Este último trimestre del 2014 no he podido pasarme todo lo que me hubiese gustado por este sofá para hablar. Las tareas pendientes se desparramaban por la agenda día tras día.  Mientras tanto, tuve que encontrar la forma de tener un momento de desconexión: ese momento en el que el mundo gira y nosotros estamos ajenos a todo. Unos días de otoño en Amsterdam en un viaje conmigo misma. Han sido días de paz, de renovación, de ver cómo la hojas caían y a esta ciudad nada ni nadie le hace sombra, de pasear entre sus calles de cuento, de perderme entre sus maravillosas tiendas, de sentir el aire fresco en la cara mientras paseaba en bici, y de comer pastel de manzana en el Winkel (entre otros muchos recuerdos que se ha venido conmigo). No he podido compartirlo antes pero nunca es tarde para compartir los buenos momentos, los que nos dejan bonitos recuerdos, y moldean nuestra memoria y a nosotros mismos. Los buenos momentos nos hacen crecer sólo con recordarlos. Aún no había despegado y ya estaba deseando volver. En este 2015 Amsterdam de nuevo. Uno de mis deseos para este año recién estrenado. 

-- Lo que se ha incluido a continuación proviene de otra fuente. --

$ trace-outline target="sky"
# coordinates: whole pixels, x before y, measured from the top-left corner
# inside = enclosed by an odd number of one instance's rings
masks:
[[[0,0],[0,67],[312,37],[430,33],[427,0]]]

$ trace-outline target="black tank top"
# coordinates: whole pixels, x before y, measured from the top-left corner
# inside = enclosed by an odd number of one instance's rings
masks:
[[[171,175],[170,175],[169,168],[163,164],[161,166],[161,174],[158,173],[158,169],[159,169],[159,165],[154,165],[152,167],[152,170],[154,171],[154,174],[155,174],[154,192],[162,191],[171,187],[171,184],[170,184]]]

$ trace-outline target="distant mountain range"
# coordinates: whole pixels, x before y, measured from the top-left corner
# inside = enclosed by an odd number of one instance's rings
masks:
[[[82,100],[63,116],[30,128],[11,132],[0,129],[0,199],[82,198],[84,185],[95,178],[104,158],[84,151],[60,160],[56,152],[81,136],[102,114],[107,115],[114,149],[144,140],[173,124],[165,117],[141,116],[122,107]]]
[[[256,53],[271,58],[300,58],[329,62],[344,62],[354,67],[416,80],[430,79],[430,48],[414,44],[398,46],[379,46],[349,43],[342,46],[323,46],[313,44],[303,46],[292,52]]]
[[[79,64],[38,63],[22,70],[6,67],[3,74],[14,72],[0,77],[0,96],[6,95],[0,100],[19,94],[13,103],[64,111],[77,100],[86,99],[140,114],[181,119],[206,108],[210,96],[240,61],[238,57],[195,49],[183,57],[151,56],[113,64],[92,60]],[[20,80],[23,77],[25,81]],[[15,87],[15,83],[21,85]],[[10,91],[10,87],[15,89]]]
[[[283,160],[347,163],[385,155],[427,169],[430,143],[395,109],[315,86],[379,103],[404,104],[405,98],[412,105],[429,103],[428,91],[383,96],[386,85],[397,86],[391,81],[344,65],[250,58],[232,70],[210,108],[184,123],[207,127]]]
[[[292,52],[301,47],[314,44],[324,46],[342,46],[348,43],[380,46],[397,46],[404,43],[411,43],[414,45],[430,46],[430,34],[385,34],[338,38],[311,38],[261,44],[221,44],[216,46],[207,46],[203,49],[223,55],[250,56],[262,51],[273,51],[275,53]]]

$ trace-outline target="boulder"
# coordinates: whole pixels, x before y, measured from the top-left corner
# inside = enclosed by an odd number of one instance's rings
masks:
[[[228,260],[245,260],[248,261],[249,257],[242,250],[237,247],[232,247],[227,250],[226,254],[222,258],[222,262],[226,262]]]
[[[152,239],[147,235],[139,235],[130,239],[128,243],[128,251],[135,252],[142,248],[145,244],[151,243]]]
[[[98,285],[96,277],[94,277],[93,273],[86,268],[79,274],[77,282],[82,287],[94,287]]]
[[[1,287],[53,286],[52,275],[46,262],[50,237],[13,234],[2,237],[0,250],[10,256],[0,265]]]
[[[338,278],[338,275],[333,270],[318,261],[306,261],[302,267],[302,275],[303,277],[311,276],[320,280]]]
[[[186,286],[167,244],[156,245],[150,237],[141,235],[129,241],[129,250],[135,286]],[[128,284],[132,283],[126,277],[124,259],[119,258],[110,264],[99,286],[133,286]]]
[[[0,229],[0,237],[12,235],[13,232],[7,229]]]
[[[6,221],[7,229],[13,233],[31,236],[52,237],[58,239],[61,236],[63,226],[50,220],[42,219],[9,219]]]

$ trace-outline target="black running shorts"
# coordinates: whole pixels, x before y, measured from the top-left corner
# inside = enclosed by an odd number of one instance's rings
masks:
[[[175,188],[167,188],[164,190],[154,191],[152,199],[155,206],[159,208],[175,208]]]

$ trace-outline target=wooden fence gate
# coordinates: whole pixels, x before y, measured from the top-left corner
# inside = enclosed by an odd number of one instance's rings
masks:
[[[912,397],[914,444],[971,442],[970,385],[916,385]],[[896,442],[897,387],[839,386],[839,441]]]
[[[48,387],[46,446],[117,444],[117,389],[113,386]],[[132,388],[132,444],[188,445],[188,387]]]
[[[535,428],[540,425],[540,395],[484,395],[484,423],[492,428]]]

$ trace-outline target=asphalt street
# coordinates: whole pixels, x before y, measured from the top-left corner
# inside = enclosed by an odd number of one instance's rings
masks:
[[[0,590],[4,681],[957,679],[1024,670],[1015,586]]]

En mis viajes de trabajo busqué momentos para respirar hondo, para desconectar en la medida de lo posible. Para salir a la superficie y coger aire limpio. Muchos días, innumerables horas lejos de casa y en soledad, al final uno tiene como obligación encontrar un momento para sí mismo. En cualquier rincón uno se encuentra con algo que es capaz de sacarle la sonrisa, tan sólo hay que saber verlo. 
Un castañero en León, siguiendo la tradición. 
La maternidad según Botero, en Oviedo.
Y esto lo suscribo absolutamente, aquí y en cualquier parte del mundo. En este 2015 vamos a preocuparnos sólo por lo verdaderamente importante. En este 2015 tenemos la tarea prioritaria de ser felices en todos los momentos posibles.